Narrator: he book Change by Design asserts that the best innovations are those created through design thinking. Author Tim Brown explains the process of design thinking whereby a designer's sensibility is matched to people's needs.
Tim Brown: We tend to think of design thinking as making things easy to use, more attractive, or more functional. For example, one of my earliest briefs as an industrial designer was to design a fax machine. But for the time I was brought into the project, someone else had already thought through the process, and I was basically hired to map out where the buttons went.
These days’ designers are being used earlier in the process at the problem solving stage and continue to be involved in the experimentation and implementation of the idea. Designers have a holistic approach: Working with human beings to understand the issues rather than being focused solely on business or technology issues.
This concept is the basis of design thinking, a methodology that is not just applicable in the so called creative industries but any industry. Now, let me explain how design thinking turns people's needs into demands.
Design thinking is integrative by nature, a balance of people, technology, and business. But of the three parts, the people or human scented approach is the most important to innovation. Design thinkers observe how people behave and relate to products and services. They take into account the emotional meaning of things as well as their functional performance. From their observations they identify people's various needs and translate them into opportunities.
A great example of this is Bank of America's Keep the Change Program. Building on a common savings habit of tossing change into the jar, Bank of America created a program in which it automatically rounded up debit card purchases to the nearest dollar and transferred the difference into the customer's savings account.

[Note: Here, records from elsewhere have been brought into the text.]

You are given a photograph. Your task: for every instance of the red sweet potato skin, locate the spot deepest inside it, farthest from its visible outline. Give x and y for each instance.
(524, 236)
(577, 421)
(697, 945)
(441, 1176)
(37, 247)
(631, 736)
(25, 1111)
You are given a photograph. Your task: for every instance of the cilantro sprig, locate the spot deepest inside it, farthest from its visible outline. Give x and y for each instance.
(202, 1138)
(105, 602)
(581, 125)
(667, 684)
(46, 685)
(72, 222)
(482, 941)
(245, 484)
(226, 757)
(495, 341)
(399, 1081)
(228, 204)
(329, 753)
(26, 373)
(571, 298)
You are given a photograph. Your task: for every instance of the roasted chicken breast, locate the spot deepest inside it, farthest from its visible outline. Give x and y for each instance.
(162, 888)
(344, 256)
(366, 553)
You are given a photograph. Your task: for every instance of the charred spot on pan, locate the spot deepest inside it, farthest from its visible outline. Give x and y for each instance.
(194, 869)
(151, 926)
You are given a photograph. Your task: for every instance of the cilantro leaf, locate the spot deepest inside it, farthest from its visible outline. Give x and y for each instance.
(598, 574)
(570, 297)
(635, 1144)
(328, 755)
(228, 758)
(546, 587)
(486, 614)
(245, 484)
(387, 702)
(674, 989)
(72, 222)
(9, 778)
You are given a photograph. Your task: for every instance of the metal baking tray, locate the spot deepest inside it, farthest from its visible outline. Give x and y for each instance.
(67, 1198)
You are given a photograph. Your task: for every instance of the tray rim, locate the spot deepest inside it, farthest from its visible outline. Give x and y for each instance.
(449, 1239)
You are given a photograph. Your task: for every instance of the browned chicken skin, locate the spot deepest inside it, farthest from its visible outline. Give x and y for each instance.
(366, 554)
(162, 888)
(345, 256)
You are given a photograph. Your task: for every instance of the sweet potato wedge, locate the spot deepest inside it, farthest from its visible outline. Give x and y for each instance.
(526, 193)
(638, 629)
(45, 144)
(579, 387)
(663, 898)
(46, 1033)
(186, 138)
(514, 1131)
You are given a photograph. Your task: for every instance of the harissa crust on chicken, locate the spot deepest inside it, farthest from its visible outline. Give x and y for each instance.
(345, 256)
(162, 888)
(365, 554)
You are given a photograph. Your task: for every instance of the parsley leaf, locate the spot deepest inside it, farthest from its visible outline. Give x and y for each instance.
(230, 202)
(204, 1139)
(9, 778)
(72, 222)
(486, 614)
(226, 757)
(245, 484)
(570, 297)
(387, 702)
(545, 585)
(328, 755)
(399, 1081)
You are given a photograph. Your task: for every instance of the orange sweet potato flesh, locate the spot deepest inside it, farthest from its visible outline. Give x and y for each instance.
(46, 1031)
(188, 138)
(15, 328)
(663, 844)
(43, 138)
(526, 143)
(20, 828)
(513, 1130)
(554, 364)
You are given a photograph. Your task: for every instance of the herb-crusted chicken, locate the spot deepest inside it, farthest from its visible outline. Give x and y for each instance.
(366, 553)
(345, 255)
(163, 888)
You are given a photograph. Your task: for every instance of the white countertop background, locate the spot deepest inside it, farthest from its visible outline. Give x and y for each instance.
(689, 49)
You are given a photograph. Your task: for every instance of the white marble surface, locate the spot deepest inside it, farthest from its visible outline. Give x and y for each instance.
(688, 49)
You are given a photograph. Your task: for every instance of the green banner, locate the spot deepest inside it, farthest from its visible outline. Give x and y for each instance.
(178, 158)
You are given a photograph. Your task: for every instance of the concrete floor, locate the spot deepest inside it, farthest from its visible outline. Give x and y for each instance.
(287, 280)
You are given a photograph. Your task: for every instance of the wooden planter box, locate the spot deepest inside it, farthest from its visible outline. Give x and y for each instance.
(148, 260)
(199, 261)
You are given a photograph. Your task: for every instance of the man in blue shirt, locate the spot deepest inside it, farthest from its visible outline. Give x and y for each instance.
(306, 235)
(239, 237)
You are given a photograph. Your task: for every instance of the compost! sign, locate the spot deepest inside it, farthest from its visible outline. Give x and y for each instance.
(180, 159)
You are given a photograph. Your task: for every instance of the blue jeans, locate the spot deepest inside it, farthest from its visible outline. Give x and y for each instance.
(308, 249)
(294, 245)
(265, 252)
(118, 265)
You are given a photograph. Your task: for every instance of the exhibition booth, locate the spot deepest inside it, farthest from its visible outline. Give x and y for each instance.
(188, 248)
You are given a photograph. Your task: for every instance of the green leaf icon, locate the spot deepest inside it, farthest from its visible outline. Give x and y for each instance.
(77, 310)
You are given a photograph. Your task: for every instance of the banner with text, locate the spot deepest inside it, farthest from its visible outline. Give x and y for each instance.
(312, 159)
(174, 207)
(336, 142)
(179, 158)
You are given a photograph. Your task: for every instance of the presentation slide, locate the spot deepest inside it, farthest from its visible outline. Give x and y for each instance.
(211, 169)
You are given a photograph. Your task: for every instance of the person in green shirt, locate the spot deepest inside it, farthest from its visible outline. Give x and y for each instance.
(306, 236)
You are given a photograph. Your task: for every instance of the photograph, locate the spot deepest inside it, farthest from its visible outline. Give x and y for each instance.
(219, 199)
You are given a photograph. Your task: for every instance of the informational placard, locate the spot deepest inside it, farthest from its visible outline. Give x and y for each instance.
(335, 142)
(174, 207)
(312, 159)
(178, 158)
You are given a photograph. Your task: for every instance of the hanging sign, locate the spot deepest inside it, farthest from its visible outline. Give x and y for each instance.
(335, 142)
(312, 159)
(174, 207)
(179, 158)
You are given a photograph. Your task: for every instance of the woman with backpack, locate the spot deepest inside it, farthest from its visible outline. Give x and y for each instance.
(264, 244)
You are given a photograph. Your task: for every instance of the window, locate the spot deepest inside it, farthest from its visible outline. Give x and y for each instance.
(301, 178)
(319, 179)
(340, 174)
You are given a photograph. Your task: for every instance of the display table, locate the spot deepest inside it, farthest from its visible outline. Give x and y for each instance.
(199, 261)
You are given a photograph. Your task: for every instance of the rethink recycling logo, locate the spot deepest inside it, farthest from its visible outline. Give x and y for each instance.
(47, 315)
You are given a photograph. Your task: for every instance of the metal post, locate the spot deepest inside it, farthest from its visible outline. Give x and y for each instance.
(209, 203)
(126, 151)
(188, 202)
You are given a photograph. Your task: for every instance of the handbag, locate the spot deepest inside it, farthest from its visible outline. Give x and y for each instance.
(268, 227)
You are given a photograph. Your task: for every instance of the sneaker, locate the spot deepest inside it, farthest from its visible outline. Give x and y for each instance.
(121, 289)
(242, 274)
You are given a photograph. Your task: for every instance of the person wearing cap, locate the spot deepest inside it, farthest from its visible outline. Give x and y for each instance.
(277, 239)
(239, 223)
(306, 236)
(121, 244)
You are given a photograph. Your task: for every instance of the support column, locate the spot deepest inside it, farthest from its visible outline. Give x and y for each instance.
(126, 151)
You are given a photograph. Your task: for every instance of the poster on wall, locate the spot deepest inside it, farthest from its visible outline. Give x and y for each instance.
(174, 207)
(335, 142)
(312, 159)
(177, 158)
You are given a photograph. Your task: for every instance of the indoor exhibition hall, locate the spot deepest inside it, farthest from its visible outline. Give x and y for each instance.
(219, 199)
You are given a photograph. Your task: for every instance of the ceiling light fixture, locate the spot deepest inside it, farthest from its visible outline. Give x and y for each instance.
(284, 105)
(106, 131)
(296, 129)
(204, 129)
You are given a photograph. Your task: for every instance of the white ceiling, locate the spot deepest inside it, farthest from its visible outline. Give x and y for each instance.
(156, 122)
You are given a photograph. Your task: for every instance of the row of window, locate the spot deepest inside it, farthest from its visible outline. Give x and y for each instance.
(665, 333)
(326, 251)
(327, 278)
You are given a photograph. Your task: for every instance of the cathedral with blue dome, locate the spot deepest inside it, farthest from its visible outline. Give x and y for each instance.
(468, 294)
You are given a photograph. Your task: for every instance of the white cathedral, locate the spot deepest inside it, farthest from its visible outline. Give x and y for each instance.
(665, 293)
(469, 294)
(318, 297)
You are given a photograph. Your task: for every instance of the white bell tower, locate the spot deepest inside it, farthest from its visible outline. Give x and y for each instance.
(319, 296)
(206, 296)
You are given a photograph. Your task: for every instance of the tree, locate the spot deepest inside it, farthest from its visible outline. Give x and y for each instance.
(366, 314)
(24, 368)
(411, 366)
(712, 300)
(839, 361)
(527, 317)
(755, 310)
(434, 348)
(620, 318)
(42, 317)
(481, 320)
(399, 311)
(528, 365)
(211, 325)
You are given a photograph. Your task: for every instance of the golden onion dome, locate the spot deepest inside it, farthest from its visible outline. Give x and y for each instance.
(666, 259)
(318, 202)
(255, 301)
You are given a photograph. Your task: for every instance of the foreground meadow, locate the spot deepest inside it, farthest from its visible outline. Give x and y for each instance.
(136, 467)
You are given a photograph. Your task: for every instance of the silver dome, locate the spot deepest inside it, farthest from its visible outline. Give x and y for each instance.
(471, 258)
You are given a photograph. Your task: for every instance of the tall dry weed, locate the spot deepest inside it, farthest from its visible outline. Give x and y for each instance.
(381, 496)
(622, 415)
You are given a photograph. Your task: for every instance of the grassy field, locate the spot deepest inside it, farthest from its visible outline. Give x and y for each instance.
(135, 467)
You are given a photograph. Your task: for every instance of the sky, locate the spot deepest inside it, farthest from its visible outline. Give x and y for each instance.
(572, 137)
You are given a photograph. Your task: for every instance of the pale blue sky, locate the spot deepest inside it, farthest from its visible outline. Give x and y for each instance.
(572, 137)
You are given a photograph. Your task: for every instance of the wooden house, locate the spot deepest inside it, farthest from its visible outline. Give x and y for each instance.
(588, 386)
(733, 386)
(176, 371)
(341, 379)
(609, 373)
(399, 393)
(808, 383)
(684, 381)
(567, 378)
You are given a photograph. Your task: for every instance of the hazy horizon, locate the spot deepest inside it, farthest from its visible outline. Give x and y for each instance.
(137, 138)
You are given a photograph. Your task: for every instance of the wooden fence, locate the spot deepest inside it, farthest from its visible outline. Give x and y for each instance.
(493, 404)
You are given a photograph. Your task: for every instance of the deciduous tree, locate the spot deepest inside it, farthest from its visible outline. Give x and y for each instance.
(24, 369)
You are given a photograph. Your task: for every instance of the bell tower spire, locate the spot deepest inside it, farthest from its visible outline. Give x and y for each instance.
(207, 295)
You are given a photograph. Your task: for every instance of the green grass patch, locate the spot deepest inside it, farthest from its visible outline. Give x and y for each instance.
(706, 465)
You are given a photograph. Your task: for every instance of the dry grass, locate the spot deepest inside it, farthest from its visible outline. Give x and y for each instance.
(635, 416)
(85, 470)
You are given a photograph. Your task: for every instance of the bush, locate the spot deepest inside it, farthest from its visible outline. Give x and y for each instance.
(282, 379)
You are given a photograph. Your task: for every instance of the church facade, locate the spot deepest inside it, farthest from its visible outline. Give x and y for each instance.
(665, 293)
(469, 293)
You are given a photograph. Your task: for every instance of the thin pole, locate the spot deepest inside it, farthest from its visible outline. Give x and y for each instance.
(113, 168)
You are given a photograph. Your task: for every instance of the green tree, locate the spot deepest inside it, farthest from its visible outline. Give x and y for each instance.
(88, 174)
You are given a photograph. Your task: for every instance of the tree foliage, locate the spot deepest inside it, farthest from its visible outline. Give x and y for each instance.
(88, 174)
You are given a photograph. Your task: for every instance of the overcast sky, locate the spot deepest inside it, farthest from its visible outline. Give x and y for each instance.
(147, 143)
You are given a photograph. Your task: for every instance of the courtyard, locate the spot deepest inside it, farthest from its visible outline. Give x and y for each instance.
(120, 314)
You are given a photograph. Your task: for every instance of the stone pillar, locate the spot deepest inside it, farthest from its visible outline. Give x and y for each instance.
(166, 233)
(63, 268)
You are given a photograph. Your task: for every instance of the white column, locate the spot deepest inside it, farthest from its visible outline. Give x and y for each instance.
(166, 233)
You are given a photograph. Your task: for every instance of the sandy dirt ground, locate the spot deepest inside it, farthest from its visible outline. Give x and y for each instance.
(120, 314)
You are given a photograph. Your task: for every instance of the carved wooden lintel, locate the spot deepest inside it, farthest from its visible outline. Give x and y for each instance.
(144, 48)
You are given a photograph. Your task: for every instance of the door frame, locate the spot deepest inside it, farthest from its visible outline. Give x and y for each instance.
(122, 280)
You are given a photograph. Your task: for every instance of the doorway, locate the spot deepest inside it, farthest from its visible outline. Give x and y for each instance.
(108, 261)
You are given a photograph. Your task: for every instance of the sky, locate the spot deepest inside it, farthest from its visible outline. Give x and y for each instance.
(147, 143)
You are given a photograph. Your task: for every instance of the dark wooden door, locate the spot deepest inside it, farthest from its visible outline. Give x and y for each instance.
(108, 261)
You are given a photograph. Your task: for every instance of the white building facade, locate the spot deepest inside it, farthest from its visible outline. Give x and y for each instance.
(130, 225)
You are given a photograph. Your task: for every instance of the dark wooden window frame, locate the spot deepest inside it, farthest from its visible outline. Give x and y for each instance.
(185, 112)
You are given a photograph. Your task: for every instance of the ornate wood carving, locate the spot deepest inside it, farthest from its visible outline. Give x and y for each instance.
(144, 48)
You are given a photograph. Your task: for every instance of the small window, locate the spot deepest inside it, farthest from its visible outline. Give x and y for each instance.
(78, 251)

This creative goodwill approach spawned more than 700,000 new checking accounts and one million new savings accounts in its first year. A perfect example of how design thinking converts needs into demands. But how does one go about creating a culture of design thinking within an organization? Here's one way.
If you want to know the strength of your company's innovative culture, look at how rapidly ideas within your organization are made tangible enough so that they can be tested and improved. Design thinking encourages experimentation and accepts that there is nothing wrong with failure as long as it happens early and becomes a source of learning.
The best way to test any idea is prototyping quick, cheap, and dirty within the company and in the real world. Prototypes need to be testable, but they do not need to be physical. Storyboards, scenarios, movies, and even improvised acting can produce highly successful prototypes.
Whole Foods is an example of a company that encourages experimentation literally on the shop floor. They create small teams in each department and in each store and encourage them to experiment with product selection and layout. But innovation or design thinking doesn't happen without design thinkers. You must find them, nurture them, and free them up to do what they do best.
Design thinkers may be in short supply, but they exist in every organization. Who among your staff spends time watching and listening to customers? Who would rather build a prototype than write a memo? These people are your raw material and your energy. They're money in the bank.
The giant health care provider Kaiser Permanente Nurse Knowledge Exchange is a case in point. Kaiser had a problem with how nurses managed shift change. It took too long, created inconsistencies, and made patients uncomfortable. Kaiser picked a core group from its own staff including nurses to tackle this issue.
After weeks of observation they realized that patients wanted to hear the exchange of information when one nurse's shift ends and the other begins. So after much brainstorming, prototyping, and role playing, the nurses designed a new way of exchanging information in front of patients rather than in private. This act not only created better relations with their patients, it also made the nurses much more efficient and engaged.
As you can see, design thinking isn't limited to so-called Creative Industries. Creative leaders can infuse design thinking into every level of an organization, product, or services. Thank you for reading Change by Design.